Analyses

Putin visits Vietnam: positive declarations yet problems remain

On 20 June, Vladimir Putin paid an official visit to Vietnam, where he met the country’s top politicians, including the president, the prime minister, the general secretary of the ruling Communist Party of Vietnam and the speaker of the parliament. During the visit, talks were held in a broader format. On the Russian side,  these were attended by numerous ministers (of industry, transport, energy, and the deputy minister of defence), heads of state-run institutions (for foreign military-technical cooperation and investment) and CEOs of state-controlled companies (Rosoboroneksport, Zarubezhneft, Novatek, Rosatom and VEB bank). A political declaration and several inter-ministry and inter-company agreements were signed, most of which have the status of non-binding memorandums. The Zarubezhneft company has obtained a licence to develop another field in the Vietnamese economic zone on the continental shelf of the South China Sea (the so-called Block 11-2).
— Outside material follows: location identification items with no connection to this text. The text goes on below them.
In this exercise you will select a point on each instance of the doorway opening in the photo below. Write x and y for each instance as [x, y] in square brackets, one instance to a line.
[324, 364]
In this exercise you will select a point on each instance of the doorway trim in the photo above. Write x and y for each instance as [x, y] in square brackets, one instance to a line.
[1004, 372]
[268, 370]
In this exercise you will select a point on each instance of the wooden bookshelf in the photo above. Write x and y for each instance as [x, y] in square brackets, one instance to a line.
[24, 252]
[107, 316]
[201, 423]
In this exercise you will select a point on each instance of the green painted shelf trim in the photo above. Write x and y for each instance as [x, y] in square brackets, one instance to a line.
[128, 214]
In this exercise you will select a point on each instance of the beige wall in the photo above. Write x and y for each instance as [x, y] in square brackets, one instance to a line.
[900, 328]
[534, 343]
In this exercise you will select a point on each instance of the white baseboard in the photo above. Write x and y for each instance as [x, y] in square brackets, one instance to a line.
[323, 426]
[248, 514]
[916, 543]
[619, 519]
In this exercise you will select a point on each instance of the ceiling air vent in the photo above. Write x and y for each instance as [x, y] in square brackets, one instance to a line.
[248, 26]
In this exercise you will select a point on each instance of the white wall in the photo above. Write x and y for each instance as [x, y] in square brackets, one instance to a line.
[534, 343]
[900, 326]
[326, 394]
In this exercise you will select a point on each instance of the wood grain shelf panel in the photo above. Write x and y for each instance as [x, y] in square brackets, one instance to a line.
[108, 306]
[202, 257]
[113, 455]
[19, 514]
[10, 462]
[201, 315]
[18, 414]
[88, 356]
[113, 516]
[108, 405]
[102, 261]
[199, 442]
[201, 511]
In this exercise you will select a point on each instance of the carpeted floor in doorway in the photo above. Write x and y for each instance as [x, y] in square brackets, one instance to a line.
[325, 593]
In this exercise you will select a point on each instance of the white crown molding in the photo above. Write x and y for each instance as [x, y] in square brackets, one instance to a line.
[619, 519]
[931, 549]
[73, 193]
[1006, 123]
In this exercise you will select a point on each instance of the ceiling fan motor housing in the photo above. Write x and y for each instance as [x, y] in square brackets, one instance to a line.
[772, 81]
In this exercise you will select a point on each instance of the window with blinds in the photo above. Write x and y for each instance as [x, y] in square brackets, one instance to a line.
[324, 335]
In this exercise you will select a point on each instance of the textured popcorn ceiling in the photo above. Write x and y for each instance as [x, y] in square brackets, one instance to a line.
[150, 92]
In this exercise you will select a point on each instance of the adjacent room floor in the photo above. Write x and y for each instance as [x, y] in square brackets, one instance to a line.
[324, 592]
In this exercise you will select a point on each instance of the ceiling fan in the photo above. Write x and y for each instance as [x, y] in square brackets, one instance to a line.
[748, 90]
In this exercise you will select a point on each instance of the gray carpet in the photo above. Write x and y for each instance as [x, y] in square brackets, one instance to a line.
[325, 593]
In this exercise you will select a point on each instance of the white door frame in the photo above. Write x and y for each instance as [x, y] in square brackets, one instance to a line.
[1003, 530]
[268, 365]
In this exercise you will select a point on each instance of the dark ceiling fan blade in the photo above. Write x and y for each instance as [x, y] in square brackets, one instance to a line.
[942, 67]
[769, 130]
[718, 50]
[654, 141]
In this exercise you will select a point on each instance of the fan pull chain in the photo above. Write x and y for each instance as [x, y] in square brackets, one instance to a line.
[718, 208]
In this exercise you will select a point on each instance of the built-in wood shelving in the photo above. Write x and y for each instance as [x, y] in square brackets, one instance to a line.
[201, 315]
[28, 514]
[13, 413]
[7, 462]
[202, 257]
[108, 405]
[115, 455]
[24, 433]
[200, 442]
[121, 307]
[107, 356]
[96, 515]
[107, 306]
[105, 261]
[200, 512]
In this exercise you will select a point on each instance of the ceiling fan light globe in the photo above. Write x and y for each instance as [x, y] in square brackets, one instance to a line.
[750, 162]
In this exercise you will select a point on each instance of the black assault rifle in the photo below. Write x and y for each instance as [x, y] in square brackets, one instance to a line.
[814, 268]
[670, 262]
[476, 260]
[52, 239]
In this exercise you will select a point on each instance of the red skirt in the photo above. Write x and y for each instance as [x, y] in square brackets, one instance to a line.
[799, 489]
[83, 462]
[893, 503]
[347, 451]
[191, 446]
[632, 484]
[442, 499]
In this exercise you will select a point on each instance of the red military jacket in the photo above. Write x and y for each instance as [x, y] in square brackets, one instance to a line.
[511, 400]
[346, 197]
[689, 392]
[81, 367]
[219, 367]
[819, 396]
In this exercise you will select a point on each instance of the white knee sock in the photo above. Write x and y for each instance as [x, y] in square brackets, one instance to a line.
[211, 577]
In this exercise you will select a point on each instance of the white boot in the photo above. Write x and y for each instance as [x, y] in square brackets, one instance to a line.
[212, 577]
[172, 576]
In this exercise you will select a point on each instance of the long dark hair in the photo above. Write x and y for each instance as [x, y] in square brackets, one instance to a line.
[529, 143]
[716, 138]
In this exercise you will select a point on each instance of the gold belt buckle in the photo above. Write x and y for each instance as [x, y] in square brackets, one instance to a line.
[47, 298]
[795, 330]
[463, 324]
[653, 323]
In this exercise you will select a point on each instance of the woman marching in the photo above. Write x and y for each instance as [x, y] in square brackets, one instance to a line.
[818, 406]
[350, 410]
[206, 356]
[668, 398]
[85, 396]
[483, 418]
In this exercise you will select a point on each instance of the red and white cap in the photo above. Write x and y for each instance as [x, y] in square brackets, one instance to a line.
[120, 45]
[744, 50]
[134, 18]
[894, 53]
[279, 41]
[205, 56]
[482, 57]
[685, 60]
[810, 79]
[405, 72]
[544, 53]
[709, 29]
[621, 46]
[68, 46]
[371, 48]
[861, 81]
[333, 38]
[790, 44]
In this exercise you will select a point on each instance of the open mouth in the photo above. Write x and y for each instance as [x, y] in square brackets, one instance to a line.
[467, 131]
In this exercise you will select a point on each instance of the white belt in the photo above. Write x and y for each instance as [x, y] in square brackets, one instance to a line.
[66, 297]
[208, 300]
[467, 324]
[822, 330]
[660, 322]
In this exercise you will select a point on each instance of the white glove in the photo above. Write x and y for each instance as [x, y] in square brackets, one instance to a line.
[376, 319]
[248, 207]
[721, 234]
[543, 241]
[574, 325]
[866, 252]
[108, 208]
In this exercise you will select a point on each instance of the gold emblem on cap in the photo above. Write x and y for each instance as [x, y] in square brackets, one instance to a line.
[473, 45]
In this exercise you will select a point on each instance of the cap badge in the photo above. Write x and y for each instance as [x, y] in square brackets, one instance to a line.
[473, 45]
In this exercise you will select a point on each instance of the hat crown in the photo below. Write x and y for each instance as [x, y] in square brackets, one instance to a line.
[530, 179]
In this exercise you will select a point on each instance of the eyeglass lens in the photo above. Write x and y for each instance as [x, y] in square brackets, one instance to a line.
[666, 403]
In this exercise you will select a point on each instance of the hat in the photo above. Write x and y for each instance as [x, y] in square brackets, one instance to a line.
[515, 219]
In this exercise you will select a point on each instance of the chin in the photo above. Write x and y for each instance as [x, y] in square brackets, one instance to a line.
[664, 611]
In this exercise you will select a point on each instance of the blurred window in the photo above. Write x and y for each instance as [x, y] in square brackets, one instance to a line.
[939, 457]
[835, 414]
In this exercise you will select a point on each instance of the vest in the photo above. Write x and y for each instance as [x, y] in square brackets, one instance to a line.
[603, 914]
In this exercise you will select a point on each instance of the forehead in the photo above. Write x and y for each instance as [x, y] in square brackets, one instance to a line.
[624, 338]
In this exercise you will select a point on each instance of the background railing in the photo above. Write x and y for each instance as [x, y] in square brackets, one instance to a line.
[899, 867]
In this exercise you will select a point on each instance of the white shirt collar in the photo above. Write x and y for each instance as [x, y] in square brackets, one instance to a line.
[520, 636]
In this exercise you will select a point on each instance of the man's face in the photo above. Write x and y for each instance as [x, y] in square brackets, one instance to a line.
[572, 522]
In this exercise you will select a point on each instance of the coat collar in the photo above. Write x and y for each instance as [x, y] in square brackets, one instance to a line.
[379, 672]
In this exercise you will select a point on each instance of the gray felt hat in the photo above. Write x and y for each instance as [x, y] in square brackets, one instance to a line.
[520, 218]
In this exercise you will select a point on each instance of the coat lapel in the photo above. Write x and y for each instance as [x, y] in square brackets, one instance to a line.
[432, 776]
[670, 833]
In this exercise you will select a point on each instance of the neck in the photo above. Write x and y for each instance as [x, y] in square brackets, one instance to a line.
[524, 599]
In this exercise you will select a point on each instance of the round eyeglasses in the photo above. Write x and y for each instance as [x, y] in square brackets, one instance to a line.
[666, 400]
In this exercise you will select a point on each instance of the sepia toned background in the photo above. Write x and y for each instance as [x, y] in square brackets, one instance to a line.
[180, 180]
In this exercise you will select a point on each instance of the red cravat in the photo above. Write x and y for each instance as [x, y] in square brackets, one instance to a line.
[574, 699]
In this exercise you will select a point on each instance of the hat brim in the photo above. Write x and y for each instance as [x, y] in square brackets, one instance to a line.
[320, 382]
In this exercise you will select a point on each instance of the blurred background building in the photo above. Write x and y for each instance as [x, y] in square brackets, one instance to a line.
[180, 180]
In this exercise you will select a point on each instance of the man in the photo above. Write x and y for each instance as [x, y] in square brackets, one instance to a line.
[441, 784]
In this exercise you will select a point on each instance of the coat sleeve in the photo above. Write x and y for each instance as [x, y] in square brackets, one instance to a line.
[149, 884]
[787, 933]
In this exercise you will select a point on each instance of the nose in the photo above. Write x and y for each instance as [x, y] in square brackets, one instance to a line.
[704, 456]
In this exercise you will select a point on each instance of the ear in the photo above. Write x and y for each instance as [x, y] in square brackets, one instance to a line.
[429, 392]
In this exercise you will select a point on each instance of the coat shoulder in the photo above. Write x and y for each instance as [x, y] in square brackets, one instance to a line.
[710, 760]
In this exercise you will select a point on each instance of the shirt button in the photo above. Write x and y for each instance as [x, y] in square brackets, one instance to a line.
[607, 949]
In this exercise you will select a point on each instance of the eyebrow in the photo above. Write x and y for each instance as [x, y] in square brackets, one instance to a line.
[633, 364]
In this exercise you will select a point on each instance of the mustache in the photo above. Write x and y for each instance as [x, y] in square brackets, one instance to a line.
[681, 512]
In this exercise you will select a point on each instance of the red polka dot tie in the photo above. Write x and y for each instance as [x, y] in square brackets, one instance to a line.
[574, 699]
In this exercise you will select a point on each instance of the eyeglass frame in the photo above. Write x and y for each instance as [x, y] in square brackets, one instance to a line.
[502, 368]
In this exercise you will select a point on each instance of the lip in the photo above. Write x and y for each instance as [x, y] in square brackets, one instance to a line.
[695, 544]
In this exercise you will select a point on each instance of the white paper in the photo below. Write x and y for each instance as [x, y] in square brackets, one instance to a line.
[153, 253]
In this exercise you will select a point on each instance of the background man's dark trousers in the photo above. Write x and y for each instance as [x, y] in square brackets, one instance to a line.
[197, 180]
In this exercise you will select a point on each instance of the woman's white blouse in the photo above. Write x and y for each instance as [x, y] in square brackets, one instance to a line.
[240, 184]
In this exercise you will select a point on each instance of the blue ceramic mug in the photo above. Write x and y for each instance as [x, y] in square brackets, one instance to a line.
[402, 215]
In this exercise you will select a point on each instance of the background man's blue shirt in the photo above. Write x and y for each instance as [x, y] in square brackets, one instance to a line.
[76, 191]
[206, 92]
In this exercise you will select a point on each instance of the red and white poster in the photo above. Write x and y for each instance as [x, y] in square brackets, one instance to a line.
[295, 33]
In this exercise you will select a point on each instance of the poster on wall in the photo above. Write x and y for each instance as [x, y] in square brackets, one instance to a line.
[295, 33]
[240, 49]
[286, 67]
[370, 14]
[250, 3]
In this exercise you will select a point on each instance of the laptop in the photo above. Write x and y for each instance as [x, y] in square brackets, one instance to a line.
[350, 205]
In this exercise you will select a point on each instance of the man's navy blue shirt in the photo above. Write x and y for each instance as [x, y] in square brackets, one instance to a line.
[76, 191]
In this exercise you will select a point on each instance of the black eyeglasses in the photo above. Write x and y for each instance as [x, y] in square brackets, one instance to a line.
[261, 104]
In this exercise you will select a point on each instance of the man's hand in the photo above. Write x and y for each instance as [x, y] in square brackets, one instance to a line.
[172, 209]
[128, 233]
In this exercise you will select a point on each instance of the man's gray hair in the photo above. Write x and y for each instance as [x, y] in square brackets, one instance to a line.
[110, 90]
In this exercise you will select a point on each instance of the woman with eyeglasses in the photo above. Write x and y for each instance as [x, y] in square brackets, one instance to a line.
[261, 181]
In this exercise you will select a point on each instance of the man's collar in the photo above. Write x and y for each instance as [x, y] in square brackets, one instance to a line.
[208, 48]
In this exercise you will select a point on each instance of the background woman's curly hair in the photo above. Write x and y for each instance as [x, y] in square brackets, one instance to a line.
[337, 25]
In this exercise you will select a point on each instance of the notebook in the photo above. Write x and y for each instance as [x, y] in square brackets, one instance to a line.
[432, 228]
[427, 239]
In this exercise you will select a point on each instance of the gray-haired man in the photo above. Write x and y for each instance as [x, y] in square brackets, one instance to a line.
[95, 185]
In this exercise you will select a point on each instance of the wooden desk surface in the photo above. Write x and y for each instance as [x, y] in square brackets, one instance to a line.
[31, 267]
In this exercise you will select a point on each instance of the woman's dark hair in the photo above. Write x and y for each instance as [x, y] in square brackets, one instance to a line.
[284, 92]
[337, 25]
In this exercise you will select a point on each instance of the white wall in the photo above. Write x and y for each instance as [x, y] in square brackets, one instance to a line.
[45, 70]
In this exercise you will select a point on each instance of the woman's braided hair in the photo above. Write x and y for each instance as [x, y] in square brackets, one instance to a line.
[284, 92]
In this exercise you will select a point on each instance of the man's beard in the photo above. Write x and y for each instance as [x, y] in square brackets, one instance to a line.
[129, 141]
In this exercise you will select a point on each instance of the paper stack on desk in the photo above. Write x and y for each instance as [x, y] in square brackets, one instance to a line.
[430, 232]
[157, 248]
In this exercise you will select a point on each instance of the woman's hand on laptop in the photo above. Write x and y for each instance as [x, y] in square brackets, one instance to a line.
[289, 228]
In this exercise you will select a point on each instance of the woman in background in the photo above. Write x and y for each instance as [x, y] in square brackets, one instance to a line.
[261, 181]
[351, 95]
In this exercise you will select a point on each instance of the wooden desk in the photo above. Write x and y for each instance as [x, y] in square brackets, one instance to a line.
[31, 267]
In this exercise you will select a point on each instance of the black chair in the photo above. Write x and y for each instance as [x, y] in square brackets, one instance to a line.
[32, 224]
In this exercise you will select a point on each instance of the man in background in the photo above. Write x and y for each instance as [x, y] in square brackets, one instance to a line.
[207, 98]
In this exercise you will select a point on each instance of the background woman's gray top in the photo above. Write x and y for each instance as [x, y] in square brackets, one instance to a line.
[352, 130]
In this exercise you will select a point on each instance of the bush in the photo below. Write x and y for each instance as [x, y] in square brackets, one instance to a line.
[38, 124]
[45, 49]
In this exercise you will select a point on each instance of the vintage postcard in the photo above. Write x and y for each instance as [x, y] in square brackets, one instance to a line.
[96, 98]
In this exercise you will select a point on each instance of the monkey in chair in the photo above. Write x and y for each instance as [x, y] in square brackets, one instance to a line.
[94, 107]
Hanoi has been Moscow’s long-term political partner. What The post-Soviet Russian elite and the Vietnamese communist elite share is their memory of the support which the USSR consistently provided to the Communist Party of Vietnam during conflicts in Mainland Southeast Asia for most of the period between 1945 and the second half of the 1980s (these involved consecutive wars against France, South Vietnam, the United States, Cambodia and China). Their links were particularly strong in the military-technical sector. The Vietnamese armed forces were almost exclusively equipped with Soviet- and Russian-made armaments some Vietnamese officers were trained in Russia. After China, Japan and South Korea, Vietnam is the Russian Federation’s most important trade partner in East Asia and South Asia.

Commentary

  • Putin’s visit should be interpreted as an attempt to impart a new dynamic to the bilateral relations and to prevent Hanoi from continuing its pro-Western shift which to a large degree results from its concerns about China’s growing power and assertiveness (Vietnam is in a dispute with China over the delimitation of maritime borders in the South China Sea regarding the continental shelf and the islands). Despite its shift to the East, which it announced at the beginning of the 2010s, in recent years Moscow has neglected its relations with Hanoi. Putin last visited Vietnam in 2017 and trade between the two countries had already stalled prior to Russia’s invasion of Ukraine (especially compared to a spectacular rise in both countries’ trade with China). Following the Russian invasion, the value of Russian-Vietnamese trade fell from around $7 bn in 2021 to less than $5 bn in 2022, and in 2023 it increased by just 8%. An agreement signed in 2017 regarding Rosatom’s intention to build a nuclear research centre in Vietnam has not been implemented so far.
  • The decline in Russian-Vietnamese cooperation was also clear in the military-technical sector. According to figures compiled by SIPRI, the value of Vietnam’s imports from Russia decreased significantly from around 2018, and Vietnam began to openly declare its intention to diversify its sources of arms supplies. This drop was also due to Hanoi’s unwillingness to violate US sanctions regarding cooperation with the Russian defence sector. Meanwhile, Vietnam began to actively develop its economic cooperation with the West and its political & strategic relations with the US.
  • The visit has been largely designed for its propaganda effects. Both sides made every effort to create the impression that the mutual relations are problem-free and that they are willing to enhance cooperation in all fields. The Russian side has expressed its appreciation of Hanoi’s “balanced and objective” stance on Russia’s invasion of Ukraine, and Vietnam has declared its support for Moscow’s international initiatives which are de facto anti-Western (the‘Great Eurasian Partnership’, the construction of a security system in Asia which is not based on blocs but on  the principle of indivisible security, the ‘de-politicisation’ of the Organisation for the Prohibition of Chemical Weapons, the fight against ‘historical revisionism’ regarding the Second World War etc.).
  • Aside from the licence for Zarubezhneft, the visit has failed to bring about specific results in the form of agreements which could revive  economic or military cooperation between Moscow and Hanoi (even though the Russian delegation included as many as three officials responsible for military-technical cooperation). After his talks with representatives of the Vietnamese leadership, during a meeting with graduates of Soviet and Russian universities, Putin admitted that there were major problems hampering payments in bilateral trade and revealed that Hanoi refused to handle Western-made passenger planes operated by Russian airlines. Alongside this, he effectively accused the Vietnamese side of lacking the political will to devise an effective payments mechanism. It is unlikely that Hanoi will modify its current cautious policy as regards sanctions violations, considering the importance of Vietnam’s dynamically developing economic cooperation with the West (it is currently hosting foreign investments worth $36 bn) and the need to seek US support in the context of China’s growing role.